Rechtsanwalt
Marie Neumann,
..esterwallstr. 35
Narwa.
Stempel: Der Generalkommissar
in Reval
handschriftlich: 16 Paraphe
unleserlich – 7. XI. 42
Tgb.-Nr.: ………………….
Abt.: ………………………
handschriftlich: Pol. Adj. [Polizeiadjutant]
L o n n y I n d u s, wohnh. Narwa, Heigemajastr. 1–2.

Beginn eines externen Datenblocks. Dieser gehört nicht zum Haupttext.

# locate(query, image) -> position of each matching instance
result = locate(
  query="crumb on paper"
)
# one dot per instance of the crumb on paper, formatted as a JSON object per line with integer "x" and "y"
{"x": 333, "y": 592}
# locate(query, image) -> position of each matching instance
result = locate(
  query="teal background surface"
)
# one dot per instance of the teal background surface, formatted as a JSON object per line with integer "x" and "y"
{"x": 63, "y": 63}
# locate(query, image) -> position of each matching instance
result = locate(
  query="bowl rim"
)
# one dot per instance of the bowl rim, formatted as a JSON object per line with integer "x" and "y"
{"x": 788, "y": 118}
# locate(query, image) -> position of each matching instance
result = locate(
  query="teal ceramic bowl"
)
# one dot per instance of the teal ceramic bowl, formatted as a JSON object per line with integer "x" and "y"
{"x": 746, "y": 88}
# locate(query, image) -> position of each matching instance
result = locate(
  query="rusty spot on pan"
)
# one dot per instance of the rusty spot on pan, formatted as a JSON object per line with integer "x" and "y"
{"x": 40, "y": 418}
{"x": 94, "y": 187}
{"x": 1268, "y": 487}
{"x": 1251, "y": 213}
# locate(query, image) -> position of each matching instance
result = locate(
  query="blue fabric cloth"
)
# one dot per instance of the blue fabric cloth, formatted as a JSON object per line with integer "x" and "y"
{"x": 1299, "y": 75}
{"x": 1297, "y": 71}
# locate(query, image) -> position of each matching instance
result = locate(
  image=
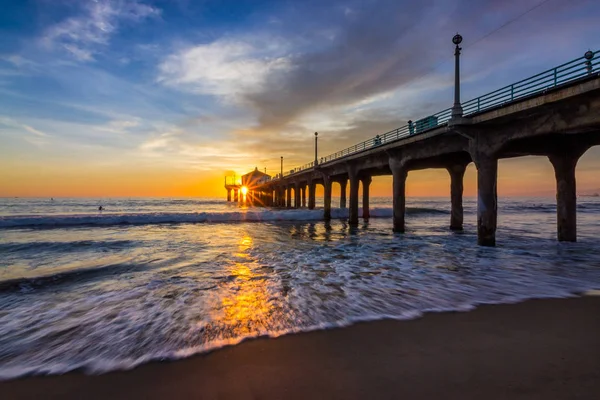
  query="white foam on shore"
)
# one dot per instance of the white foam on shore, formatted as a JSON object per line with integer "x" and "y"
{"x": 100, "y": 365}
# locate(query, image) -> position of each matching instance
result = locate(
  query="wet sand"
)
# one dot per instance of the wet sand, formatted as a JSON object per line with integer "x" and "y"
{"x": 540, "y": 349}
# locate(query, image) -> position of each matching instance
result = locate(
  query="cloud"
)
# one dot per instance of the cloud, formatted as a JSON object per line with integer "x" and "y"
{"x": 11, "y": 123}
{"x": 82, "y": 36}
{"x": 225, "y": 67}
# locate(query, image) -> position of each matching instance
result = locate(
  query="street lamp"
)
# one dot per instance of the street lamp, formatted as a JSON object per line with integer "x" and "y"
{"x": 456, "y": 108}
{"x": 316, "y": 138}
{"x": 588, "y": 64}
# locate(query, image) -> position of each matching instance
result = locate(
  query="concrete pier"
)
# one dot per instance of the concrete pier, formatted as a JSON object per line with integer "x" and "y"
{"x": 457, "y": 173}
{"x": 343, "y": 185}
{"x": 296, "y": 195}
{"x": 487, "y": 199}
{"x": 399, "y": 202}
{"x": 327, "y": 199}
{"x": 353, "y": 212}
{"x": 366, "y": 181}
{"x": 560, "y": 123}
{"x": 566, "y": 195}
{"x": 312, "y": 188}
{"x": 303, "y": 193}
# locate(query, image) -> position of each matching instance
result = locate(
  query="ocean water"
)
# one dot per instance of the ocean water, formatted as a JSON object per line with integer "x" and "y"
{"x": 155, "y": 279}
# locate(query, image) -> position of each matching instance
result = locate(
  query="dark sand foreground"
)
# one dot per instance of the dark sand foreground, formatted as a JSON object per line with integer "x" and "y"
{"x": 541, "y": 349}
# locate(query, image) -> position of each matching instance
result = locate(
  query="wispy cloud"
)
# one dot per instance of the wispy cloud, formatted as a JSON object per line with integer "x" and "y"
{"x": 226, "y": 67}
{"x": 84, "y": 35}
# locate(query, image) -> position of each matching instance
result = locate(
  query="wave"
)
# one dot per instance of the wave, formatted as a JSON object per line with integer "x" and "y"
{"x": 100, "y": 365}
{"x": 27, "y": 284}
{"x": 264, "y": 215}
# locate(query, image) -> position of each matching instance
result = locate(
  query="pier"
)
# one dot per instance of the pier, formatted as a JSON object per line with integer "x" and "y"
{"x": 553, "y": 114}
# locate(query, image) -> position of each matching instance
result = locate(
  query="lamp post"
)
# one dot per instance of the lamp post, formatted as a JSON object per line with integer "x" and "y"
{"x": 316, "y": 138}
{"x": 588, "y": 63}
{"x": 457, "y": 108}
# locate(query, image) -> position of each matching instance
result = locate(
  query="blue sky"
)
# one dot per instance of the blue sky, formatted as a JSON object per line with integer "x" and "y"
{"x": 182, "y": 89}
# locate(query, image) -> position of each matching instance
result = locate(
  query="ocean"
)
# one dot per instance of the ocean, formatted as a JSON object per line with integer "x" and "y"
{"x": 162, "y": 279}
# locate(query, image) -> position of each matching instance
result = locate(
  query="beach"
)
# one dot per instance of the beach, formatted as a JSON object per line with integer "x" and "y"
{"x": 538, "y": 349}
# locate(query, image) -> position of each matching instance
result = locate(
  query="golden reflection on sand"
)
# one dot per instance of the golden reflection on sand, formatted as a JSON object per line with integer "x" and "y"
{"x": 247, "y": 309}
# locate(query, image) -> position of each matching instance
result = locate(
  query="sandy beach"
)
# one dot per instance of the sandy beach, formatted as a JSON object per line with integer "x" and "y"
{"x": 539, "y": 349}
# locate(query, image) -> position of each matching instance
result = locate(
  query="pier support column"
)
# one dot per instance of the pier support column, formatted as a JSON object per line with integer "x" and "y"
{"x": 353, "y": 214}
{"x": 303, "y": 192}
{"x": 366, "y": 181}
{"x": 566, "y": 195}
{"x": 281, "y": 196}
{"x": 399, "y": 174}
{"x": 487, "y": 199}
{"x": 457, "y": 173}
{"x": 312, "y": 188}
{"x": 327, "y": 199}
{"x": 296, "y": 195}
{"x": 343, "y": 184}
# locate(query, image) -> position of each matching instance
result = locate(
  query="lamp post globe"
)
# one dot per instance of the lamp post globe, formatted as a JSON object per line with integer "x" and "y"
{"x": 588, "y": 55}
{"x": 456, "y": 108}
{"x": 316, "y": 138}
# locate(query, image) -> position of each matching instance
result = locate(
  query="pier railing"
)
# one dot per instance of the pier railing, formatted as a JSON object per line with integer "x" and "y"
{"x": 573, "y": 70}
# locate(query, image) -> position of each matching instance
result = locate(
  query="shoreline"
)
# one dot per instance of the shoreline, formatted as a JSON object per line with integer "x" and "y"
{"x": 548, "y": 348}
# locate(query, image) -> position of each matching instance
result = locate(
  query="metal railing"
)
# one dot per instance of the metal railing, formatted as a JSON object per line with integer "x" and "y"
{"x": 570, "y": 71}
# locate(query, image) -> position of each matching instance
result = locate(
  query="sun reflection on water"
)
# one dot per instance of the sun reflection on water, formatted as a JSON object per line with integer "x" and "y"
{"x": 246, "y": 307}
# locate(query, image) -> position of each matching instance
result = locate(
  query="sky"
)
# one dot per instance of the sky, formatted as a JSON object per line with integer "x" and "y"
{"x": 108, "y": 98}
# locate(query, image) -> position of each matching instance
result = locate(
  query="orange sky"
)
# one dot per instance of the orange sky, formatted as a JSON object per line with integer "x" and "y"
{"x": 516, "y": 177}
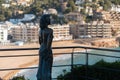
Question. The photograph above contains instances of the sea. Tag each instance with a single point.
(66, 60)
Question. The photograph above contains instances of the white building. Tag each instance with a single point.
(61, 32)
(25, 32)
(3, 35)
(115, 8)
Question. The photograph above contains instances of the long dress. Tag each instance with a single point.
(45, 55)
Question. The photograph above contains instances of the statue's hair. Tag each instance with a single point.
(44, 21)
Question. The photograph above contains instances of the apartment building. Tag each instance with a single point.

Betr[ifft]: Filipp I n d u s.
An den
Herrn Generalkommissar in Reval.
G e s u c h.
Ich bin eine Zigeunerin 31. Jahre alt. Habe 6 Kinder: von 14–1 Jahr. Muss die alle allein ernähren, was mir zu schwer ist. Mein Mann, Filipp Indus (Willem Indus), wurde im Dezember 1941 verhaftet und [ist] bis jetzt im Gefängnis, in Narwa. Weshalb oder wie lange er sitzen muss, weiß ich nicht.
Ich arbeite selbst [bei] Straßenarbeiten jeden Tag über 10 Stunden. Die Kinder [müssen] allein zu Hause bleiben. Dafür bekomme ich [ein] Gehalt von 40.- R[eichsmark] monatlich. [Das] ist alles. – Es kommt der Winter, ich habe kein Holz, keine warme Bekleidung[,] weder für die Kinder noch für mich selbst. Alle sind wir schwach wegen Unterernährung, denn mit meinem kleinen Gehalt kann ich nicht genügend für die s e c h s Kinder sorgen. Es kommt noch größerer Kummer und Leid, als bisher.
Mein Mann ist auch ein Zigeuner. Er arbeitete aber immer, schon [seit] vielen Jahren, er ist 56 Jahre alt und hat für seine Familie gut gese- gesorgt. Er hat [unter] den Bolschewisten [kein] Interesse für die Politik oder sonst was gehabt, hat nirgends [teil]genommen ich habe keine Ahnung, warum er in der Haft sein soll.
Wegen meiner schweren Lage, wegen meine[r] vielen armen [Kinder], die so viel unter Armut und Not leiden, die beinah immer hungrig und [nackt] sind,
b i t t e ich:
sehen Sie die Sache meines Mannes, Filip (Villem-Vilep) Indus, noch einmal durch und befreien Sie ihn aus der Haft, dass er wieder zu [seiner] Familie kommen kann und den Kindern helfen kann.
Beilage: die Bescheinigung von der Polizei.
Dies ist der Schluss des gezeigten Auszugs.